Indeed, South Korea and China had a total of 10,420,000 human exchanges last year, of which 5,980,000, or 57%, consisted of Chinese visitors to South Korea. Bilateral trade for 2015 stood at US$227.4 billion, more than South Korea’s trade with the US, Japan, and the European Union put together. Not only is China far and away South Korea‘s biggest trade partner, but South Korea also recorded a surplus of US$46.9 billion with it last year alone. If Beijing did decide to place tangible and intangible economic pressure - by limiting South Korean tourist visits to South Korea, for example - the impact on the South Korean economy would be far from simple.

The problem is that despite the Chinese government’s stern expressions of unhappiness and aggressive pressure tactics, any common ground for resolving the two sides‘ differences on the USFK THAAD issue appears unlikely to be found for the moment. In response to Wang’s decision to forgo diplomatic rhetoric in favor of blunt pressure tactics, Yun stressed that the North Korean nuclear and missile threat was a “matter of the state and people‘s survival” and said the deployment decision was “something a responsible government should do as a self-defensive measure.” Rather than suggesting Seoul might offer the kind of concessions needed for compromise, he merely parroted the same official stance already voiced numerous times by President Park Geun-hye at National Security Council meetings and other settings.

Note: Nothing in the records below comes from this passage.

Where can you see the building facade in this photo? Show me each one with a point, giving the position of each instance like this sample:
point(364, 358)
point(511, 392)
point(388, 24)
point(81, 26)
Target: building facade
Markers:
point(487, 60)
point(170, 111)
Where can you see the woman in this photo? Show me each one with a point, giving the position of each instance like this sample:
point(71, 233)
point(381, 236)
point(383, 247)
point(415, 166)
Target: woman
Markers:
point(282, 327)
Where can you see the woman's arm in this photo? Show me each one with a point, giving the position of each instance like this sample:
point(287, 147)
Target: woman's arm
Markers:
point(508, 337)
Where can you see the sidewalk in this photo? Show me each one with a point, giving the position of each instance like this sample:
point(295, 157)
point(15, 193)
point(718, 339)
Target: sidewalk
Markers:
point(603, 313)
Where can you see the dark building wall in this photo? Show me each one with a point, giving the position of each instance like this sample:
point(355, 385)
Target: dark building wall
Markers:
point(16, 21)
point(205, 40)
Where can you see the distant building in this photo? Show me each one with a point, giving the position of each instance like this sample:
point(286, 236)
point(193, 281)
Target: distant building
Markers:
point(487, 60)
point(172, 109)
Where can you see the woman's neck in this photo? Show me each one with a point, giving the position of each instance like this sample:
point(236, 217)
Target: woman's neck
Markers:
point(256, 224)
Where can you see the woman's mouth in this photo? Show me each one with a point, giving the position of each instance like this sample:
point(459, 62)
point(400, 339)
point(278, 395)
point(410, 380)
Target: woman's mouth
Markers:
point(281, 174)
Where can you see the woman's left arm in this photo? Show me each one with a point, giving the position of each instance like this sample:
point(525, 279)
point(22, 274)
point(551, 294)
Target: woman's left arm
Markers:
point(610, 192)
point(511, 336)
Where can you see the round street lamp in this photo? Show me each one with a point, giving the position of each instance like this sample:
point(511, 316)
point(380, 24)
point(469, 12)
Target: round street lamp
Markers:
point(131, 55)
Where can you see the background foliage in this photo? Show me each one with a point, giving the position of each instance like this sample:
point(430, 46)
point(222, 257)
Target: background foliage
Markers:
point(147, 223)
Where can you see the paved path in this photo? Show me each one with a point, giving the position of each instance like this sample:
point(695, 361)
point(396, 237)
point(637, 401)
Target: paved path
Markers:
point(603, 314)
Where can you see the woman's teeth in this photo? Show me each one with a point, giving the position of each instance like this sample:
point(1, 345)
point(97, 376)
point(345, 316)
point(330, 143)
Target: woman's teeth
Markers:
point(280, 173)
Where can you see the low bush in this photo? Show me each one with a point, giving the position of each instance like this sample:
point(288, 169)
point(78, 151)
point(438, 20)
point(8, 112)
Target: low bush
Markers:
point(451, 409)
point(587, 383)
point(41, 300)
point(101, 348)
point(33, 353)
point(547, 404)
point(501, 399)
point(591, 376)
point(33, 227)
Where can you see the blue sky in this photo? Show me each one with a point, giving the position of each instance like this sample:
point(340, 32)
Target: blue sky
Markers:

The overt pressure on Seoul and embracing of Pyongyang by Beijing reads as a response to the US and Japan’s pressure against China over a dispute in the South China Sea and the aggressive move made by South Korea and the US with their USFK THAAD decision. It singles not only inevitable cracks in international coordination against North Korea over its nuclear and missile issues - a matter of major emphasis for Seoul and Washington - but also an increasingly complex situation in Northeast Asia. It could also bode ill for the South Korean economy as it struggles to escape low growth conditions.